Durante el encuentro denominado ‘¿Quién está del otro lado de la pantalla? Protección de la niñez frente al reclutamiento digital’, especialistas advirtieron que el aumento de homicidios ocurre paralelamente al crecimiento de la captación de menores por parte de organizaciones criminales.
Los expertos señalaron que las redes sociales se han convertido en una herramienta utilizada por estas estructuras para atraer a jóvenes vulnerables, especialmente mediante plataformas digitales como TikTok, cuya regulación en Ecuador sigue siendo limitada.

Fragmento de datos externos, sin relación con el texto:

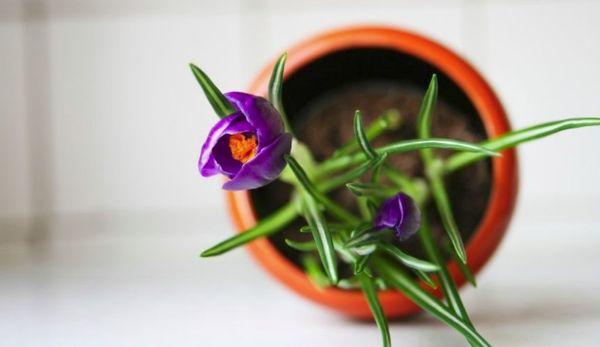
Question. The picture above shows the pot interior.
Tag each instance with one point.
(320, 99)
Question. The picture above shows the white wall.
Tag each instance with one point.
(110, 119)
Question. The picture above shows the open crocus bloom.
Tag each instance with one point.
(401, 214)
(247, 146)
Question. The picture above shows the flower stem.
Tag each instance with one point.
(342, 162)
(399, 279)
(265, 227)
(513, 138)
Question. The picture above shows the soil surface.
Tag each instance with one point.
(325, 124)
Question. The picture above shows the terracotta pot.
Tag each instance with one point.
(492, 227)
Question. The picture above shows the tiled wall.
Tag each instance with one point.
(98, 111)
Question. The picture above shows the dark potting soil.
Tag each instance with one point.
(326, 124)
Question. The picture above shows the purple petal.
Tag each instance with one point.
(264, 168)
(234, 123)
(401, 214)
(411, 217)
(387, 217)
(260, 113)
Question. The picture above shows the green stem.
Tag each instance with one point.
(397, 278)
(342, 162)
(513, 138)
(266, 227)
(370, 292)
(446, 281)
(389, 120)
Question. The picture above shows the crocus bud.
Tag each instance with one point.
(247, 146)
(401, 214)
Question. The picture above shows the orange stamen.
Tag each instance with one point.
(242, 148)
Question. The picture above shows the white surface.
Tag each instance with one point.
(101, 123)
(135, 280)
(100, 113)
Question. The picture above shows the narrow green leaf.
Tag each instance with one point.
(438, 190)
(307, 246)
(426, 110)
(513, 138)
(371, 295)
(361, 137)
(334, 208)
(333, 227)
(322, 238)
(313, 270)
(466, 271)
(388, 120)
(348, 283)
(364, 238)
(375, 190)
(447, 283)
(425, 278)
(397, 278)
(361, 263)
(408, 260)
(265, 227)
(339, 163)
(216, 99)
(275, 90)
(336, 181)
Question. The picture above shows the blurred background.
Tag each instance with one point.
(103, 213)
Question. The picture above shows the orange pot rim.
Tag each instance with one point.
(503, 193)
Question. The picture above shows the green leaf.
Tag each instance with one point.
(365, 238)
(399, 279)
(371, 295)
(513, 138)
(265, 227)
(447, 283)
(426, 110)
(333, 227)
(217, 100)
(307, 246)
(304, 157)
(361, 137)
(361, 263)
(335, 209)
(432, 168)
(466, 271)
(388, 120)
(339, 163)
(408, 260)
(275, 90)
(375, 190)
(438, 191)
(336, 181)
(322, 238)
(312, 268)
(425, 278)
(348, 283)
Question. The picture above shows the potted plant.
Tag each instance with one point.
(371, 207)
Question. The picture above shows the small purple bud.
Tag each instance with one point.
(247, 146)
(401, 214)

El investigador Francisco Cevallos explicó que entre enero y marzo de este año fue asesinado un niño, niña o adolescente cada 14 horas. Además, indicó que el 51.9 % de los homicidios registrados se concentró en la provincia de Guayas, una de las regiones más golpeadas por la violencia relacionada con el crimen organizado.
El análisis también reveló que el 93.2 % de los asesinatos de adolescentes fueron perpetrados con armas de fuego, lo que evidencia el alto nivel de exposición de los menores a dinámicas violentas vinculadas con grupos delictivos.
El foro fue organizado por ChildFund con el respaldo de la Universidad Andina Simón Bolívar y buscó examinar la relación entre la falta de regulación digital y el incremento del reclutamiento de menores por parte de organizaciones criminales.
En ese contexto, una investigación liderada por el antropólogo Gabriel Brito, de la Universidad Casa Grande, identificó que el algoritmo de TikTok funciona en Ecuador como un mecanismo que facilita la captación de jóvenes hacia contenidos relacionados con la narcocultura y estructuras criminales.
“Estamos en la era dorada de la narcocultura”, afirmó Brito al presentar los hallazgos del estudio, que concluye que los contenidos vinculados con violencia y organizaciones delictivas pueden alcanzar una difusión hasta 76 % superior al contenido convencional, incentivando a muchos jóvenes a producir este tipo de material en busca de mayor visibilidad e interacción en redes sociales.